Ambasador Izraela powinien zostać wydalony? Polacy zabrali głos
Polacy są podzieleni w sprawie oceny zachowania ambasadora Izraela – wynika z najnowszego sondażu IBRiS, przeprowadzonego na zlecenie dziennika "Rzeczpospolita".
Jak czytamy, zdania że Jakow Liwne powinien zostać wydalony z naszego kraju w odpowiedzi na śmierć polskiego wolontariusza w Strefie Gazy jest 34,7 proc. respondentów. Nieco więcej, bo 37,7 proc. pytanych wyraziło pogląd, że izraelski dyplomata powinien pozostać w naszym kraju.
Polacy mniej przychylni wobec Izraela?
Komentując te wyniki politolog z Uniwersytetu Warszawskiego dr Bartłomiej Biskup stwierdził, iż można odnieść wrażenie, że sondaż pokazał nie tylko ocenę zachowania ambasadora, ale ogólnie stosunek Polaków do Izraela.
– Wydaje się mniej przychylny niż przed wybuchem wojny Izraela z Hamasem – dodał.
Śmierć Polaka w Strefie Gazy i skandaliczne wpisy ambasadora Izraela
W poniedziałek wielkanocny rakieta Izraela spadła na konwój, którym poruszali się wolontariusze organizacji humanitarnej World Central Kitchen (WCK), dostarczający żywność do Strefy Gazy. Zginęło siedem osób, w tym Polak – Damian Soból.
Organizacja przekazała w oświadczeniu wydanym po tragedii, że wolontariusze poruszali się samochodami opancerzonymi i oznakowanymi logo WCK. Mimo to konwój został zaatakowany z powietrza podczas wyjazdu z magazynu Deir al-Balah, gdzie zespół wyładował ponad 100 ton humanitarnej pomocy żywnościowej przywiezionej drogą morską do Gazy.
O ambasadorze Izraela zrobiło się głośno po jego pierwszych reakcjach na tę tragedię, kiedy wśród znacznej liczby wpisów znalazły się również te mówiące o tym, że incydent był zbrodnią wojenną popełnioną przez izraelskich żołnierzy.
Dyplomata stwierdził wówczas, że "skrajna prawica i lewica w Polsce oskarżają Izrael o umyślne morderstwo we wczorajszym ataku, w skutek którego śmierć ponieśli członkowie organizacji humanitarnej, w tym obywatel Polski". Dalej Liwne uderzył w polityków Konfederacji – Krzysztofa Bosaka i Grzegorza Brauna.
"Wicemarszałek Sejmu i lider Konfederacji Krzysztof Bosak twierdzi, że Izrael popełnia «zbrodnie wojenne» i terroryzuje organizacje humanitarne, aby zagłodzić Palestyńczyków" – napisał ambasador.

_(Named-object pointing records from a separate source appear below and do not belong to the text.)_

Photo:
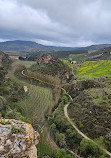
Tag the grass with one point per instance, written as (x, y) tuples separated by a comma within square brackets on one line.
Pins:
[(27, 64), (95, 68), (36, 103)]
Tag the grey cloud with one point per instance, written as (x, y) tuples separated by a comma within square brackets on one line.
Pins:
[(57, 22)]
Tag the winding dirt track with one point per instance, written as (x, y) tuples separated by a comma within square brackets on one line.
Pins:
[(66, 114)]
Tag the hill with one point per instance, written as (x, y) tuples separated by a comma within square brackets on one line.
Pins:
[(95, 47), (48, 65), (95, 68)]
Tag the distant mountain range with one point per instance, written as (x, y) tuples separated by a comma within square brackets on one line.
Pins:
[(96, 47)]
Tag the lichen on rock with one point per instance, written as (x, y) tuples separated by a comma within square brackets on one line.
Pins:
[(17, 139)]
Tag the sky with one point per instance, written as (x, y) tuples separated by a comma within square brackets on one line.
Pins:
[(67, 23)]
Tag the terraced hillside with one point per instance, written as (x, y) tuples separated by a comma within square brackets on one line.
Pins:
[(95, 68)]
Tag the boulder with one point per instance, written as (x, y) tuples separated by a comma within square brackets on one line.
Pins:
[(17, 139)]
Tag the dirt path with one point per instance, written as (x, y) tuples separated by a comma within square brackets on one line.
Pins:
[(66, 114), (68, 118)]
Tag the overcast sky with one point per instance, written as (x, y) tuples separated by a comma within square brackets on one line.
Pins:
[(56, 22)]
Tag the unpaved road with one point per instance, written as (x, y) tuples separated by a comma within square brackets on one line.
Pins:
[(66, 114)]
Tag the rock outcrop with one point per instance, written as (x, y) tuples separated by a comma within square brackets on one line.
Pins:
[(44, 58), (17, 139)]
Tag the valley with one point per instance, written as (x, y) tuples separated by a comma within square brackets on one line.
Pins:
[(68, 104)]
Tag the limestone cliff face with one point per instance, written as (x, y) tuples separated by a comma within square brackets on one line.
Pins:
[(17, 139)]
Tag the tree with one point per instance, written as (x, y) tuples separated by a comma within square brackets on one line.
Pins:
[(60, 139), (89, 147)]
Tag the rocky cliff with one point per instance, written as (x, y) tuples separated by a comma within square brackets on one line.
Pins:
[(17, 139)]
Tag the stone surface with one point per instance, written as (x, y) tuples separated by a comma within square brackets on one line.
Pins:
[(17, 139)]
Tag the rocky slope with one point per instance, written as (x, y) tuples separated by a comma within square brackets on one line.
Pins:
[(17, 139)]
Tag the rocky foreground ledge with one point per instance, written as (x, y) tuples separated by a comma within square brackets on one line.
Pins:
[(17, 139)]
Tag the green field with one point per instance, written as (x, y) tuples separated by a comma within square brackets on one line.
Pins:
[(95, 68), (34, 106), (27, 64)]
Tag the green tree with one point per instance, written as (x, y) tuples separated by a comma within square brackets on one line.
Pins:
[(60, 139)]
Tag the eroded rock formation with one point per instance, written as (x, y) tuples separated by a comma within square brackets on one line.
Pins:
[(17, 139)]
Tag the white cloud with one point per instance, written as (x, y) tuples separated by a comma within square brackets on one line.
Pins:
[(57, 22)]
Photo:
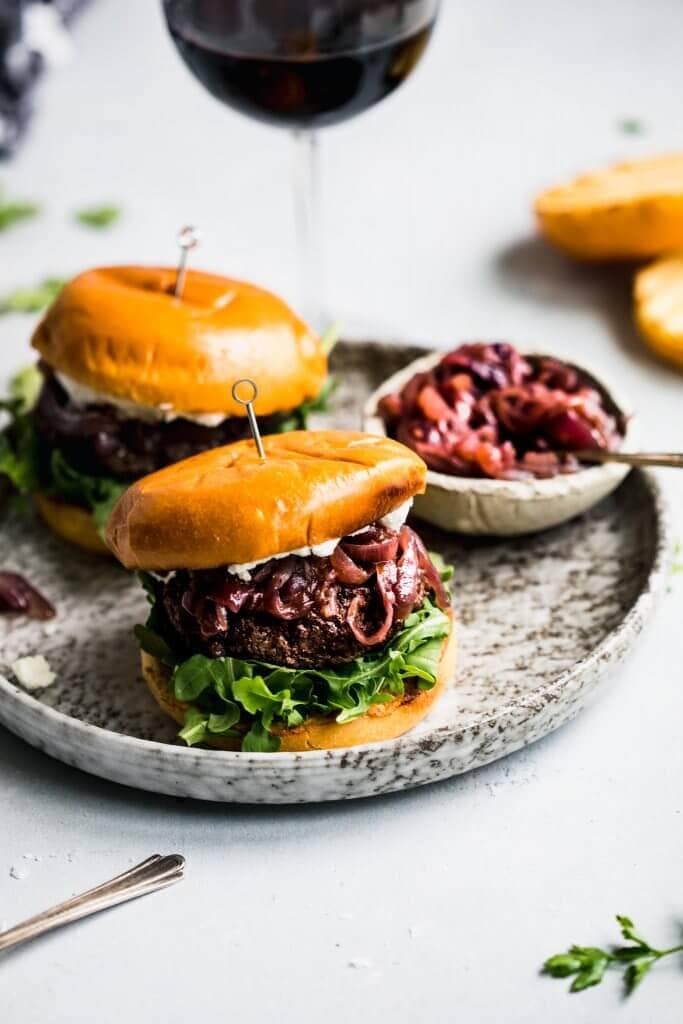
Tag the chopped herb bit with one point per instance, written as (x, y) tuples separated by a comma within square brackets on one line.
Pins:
[(587, 965), (32, 300), (12, 213), (98, 216), (631, 126)]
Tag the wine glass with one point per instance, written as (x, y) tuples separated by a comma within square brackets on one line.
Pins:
[(302, 65)]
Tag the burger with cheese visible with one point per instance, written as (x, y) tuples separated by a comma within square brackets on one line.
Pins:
[(292, 606), (133, 379)]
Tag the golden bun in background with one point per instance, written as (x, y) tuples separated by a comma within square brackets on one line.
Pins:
[(71, 523), (382, 722), (630, 211), (658, 307), (227, 506), (121, 331)]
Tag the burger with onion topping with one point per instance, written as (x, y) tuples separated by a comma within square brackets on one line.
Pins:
[(132, 379), (292, 606)]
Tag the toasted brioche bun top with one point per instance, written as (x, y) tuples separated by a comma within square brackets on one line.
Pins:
[(121, 331), (226, 506)]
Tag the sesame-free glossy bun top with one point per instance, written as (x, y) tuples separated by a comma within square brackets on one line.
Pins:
[(121, 331), (226, 506)]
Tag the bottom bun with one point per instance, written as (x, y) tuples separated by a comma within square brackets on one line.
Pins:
[(385, 721), (72, 523)]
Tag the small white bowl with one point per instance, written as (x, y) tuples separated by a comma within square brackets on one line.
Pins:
[(505, 508)]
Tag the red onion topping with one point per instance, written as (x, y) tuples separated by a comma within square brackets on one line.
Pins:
[(17, 595), (485, 411)]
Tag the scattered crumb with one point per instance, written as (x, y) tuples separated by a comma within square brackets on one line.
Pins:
[(33, 672), (360, 963)]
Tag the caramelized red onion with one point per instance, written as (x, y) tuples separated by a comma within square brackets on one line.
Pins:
[(485, 411), (370, 585), (17, 595)]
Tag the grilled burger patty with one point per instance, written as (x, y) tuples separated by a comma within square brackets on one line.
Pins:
[(305, 612), (98, 440)]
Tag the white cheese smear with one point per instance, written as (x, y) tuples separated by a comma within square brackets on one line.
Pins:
[(84, 395), (33, 672), (392, 520)]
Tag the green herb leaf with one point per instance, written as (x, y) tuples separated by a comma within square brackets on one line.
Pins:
[(562, 966), (12, 213), (592, 974), (98, 216), (18, 455), (265, 693), (629, 931), (98, 494), (590, 963), (259, 740), (220, 724), (195, 729), (631, 126), (298, 419), (32, 300)]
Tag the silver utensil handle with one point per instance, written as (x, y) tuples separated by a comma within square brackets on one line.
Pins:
[(671, 459), (148, 877)]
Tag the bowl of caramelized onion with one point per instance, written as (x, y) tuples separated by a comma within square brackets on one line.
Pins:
[(498, 430)]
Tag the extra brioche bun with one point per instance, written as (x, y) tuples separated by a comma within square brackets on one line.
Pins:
[(120, 331), (72, 523), (385, 721), (226, 506)]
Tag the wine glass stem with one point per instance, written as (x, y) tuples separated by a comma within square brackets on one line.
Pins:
[(306, 199)]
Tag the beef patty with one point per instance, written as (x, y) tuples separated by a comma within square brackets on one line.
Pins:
[(96, 439)]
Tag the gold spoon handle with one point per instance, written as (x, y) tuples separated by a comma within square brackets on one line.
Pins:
[(154, 873), (632, 458)]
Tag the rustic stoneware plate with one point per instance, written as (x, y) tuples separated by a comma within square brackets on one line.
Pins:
[(542, 620)]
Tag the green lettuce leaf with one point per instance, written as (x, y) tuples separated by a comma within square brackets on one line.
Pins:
[(230, 695), (18, 455), (298, 418), (32, 299), (99, 494)]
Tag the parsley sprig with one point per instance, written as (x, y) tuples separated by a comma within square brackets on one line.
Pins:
[(13, 211), (588, 964)]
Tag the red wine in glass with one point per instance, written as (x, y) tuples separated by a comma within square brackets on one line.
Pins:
[(303, 65)]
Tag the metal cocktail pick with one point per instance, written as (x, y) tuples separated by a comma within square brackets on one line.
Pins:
[(251, 416), (187, 238)]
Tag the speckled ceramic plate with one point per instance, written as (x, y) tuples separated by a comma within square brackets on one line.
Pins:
[(541, 621)]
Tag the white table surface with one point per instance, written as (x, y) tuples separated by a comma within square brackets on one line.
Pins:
[(447, 898)]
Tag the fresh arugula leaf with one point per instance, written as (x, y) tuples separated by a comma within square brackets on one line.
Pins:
[(266, 694), (259, 740), (32, 300), (98, 494), (298, 418), (18, 455), (13, 212), (98, 216), (589, 964), (195, 728)]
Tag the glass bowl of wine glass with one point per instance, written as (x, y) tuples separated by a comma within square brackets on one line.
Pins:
[(302, 65)]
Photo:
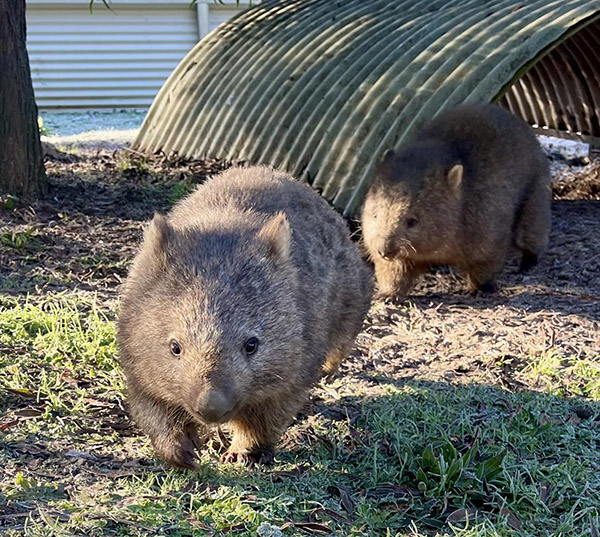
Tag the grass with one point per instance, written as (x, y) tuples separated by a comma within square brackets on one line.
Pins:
[(397, 458)]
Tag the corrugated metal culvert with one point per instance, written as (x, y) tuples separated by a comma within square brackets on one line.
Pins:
[(321, 88)]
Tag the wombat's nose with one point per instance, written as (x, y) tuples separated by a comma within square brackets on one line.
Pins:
[(388, 253), (213, 405)]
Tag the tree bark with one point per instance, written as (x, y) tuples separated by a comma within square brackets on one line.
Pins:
[(21, 160)]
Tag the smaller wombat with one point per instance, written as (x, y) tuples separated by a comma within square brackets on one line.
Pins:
[(469, 185), (236, 304)]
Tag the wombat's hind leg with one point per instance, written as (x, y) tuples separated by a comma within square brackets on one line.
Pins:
[(482, 276), (333, 361), (533, 225), (528, 261)]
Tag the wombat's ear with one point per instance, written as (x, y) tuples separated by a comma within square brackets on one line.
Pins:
[(454, 177), (276, 234), (158, 235)]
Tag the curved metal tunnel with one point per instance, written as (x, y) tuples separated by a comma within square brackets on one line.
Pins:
[(321, 88), (562, 90)]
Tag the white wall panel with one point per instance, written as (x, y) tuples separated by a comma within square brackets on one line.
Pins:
[(114, 59)]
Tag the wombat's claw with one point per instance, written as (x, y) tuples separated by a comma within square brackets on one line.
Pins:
[(263, 456), (183, 454), (528, 261)]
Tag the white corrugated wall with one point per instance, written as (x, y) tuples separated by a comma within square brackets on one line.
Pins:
[(111, 59)]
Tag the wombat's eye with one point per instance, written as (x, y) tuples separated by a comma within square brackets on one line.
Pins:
[(251, 346), (176, 349)]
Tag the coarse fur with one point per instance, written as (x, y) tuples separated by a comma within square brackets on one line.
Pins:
[(470, 185), (251, 254)]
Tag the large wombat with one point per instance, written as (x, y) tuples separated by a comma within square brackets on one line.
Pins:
[(469, 185), (236, 304)]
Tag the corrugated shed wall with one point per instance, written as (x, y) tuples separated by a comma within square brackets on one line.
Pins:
[(321, 88), (104, 58), (562, 90)]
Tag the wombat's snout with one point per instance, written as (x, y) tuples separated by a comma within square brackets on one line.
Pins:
[(215, 405), (388, 250)]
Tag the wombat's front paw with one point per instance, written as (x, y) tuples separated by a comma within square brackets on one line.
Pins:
[(181, 452), (382, 294), (264, 456)]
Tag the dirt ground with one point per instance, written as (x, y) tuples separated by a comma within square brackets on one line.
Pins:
[(84, 233)]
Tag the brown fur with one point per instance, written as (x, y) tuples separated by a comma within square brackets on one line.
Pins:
[(470, 185), (252, 253)]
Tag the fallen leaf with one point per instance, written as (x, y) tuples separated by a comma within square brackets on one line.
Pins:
[(511, 519), (312, 527)]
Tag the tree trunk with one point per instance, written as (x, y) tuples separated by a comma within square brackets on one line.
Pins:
[(21, 160)]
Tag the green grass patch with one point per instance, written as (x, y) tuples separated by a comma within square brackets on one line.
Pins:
[(408, 458)]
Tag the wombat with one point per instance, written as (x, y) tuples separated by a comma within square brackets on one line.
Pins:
[(471, 184), (236, 304)]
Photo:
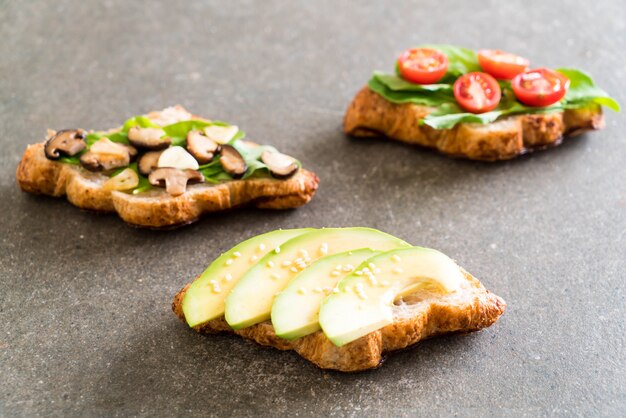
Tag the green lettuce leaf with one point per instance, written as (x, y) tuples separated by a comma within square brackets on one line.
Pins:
[(460, 60), (583, 90), (582, 93), (141, 121), (422, 97)]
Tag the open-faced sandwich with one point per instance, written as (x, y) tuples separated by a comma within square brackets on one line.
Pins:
[(340, 297), (482, 106), (164, 169)]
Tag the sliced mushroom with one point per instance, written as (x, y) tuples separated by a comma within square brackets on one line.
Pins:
[(65, 142), (221, 134), (232, 161), (148, 138), (106, 155), (177, 157), (175, 180), (281, 166), (201, 147), (148, 162)]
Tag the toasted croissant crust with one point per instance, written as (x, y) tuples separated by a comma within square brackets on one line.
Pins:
[(156, 208), (420, 316), (370, 114)]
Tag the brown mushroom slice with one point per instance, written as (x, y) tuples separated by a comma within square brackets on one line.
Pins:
[(148, 162), (201, 147), (148, 138), (280, 165), (106, 155), (65, 142), (175, 180), (232, 161)]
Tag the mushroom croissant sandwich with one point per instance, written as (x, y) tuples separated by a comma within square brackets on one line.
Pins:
[(164, 169)]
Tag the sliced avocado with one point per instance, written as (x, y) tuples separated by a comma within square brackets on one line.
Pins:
[(204, 299), (366, 297), (295, 312), (250, 301)]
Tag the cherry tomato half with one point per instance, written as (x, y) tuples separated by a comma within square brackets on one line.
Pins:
[(501, 64), (540, 87), (423, 65), (477, 92)]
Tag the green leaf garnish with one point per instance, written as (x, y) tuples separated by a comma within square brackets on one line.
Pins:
[(446, 113)]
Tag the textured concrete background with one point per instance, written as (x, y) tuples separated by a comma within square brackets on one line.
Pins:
[(85, 300)]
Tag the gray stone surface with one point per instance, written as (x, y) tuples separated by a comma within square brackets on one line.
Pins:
[(85, 300)]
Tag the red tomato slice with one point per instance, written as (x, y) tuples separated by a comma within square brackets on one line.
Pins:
[(423, 65), (501, 64), (540, 87), (477, 92)]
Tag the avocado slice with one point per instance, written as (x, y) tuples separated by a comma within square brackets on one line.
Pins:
[(250, 301), (204, 299), (366, 297), (295, 312)]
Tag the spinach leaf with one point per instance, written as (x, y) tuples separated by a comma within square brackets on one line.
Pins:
[(141, 121), (460, 60), (448, 115), (583, 90), (181, 129), (120, 137), (422, 97), (396, 83)]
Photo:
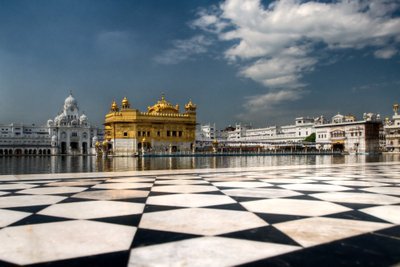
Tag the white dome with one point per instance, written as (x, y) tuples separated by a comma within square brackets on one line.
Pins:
[(70, 101), (83, 118)]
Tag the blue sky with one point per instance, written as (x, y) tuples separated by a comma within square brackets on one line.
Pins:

"To ten sam Bosak, który do dziś nie zgodził się potępić masakry dokonanej przez Hamas 7 października i którego partyjny kolega, prawicowy ekstremista, zgasił gaśnicą chanukową menorę, którą zapaliliśmy w parlamencie w Warszawie. Wniosek: antysemici zawsze pozostaną antysemitami, a Izrael pozostanie demokratycznym Państwem Żydowskim, które walczy o swoje prawo do istnienia. Również dla dobra całego świata zachodniego" – dodał Liwne.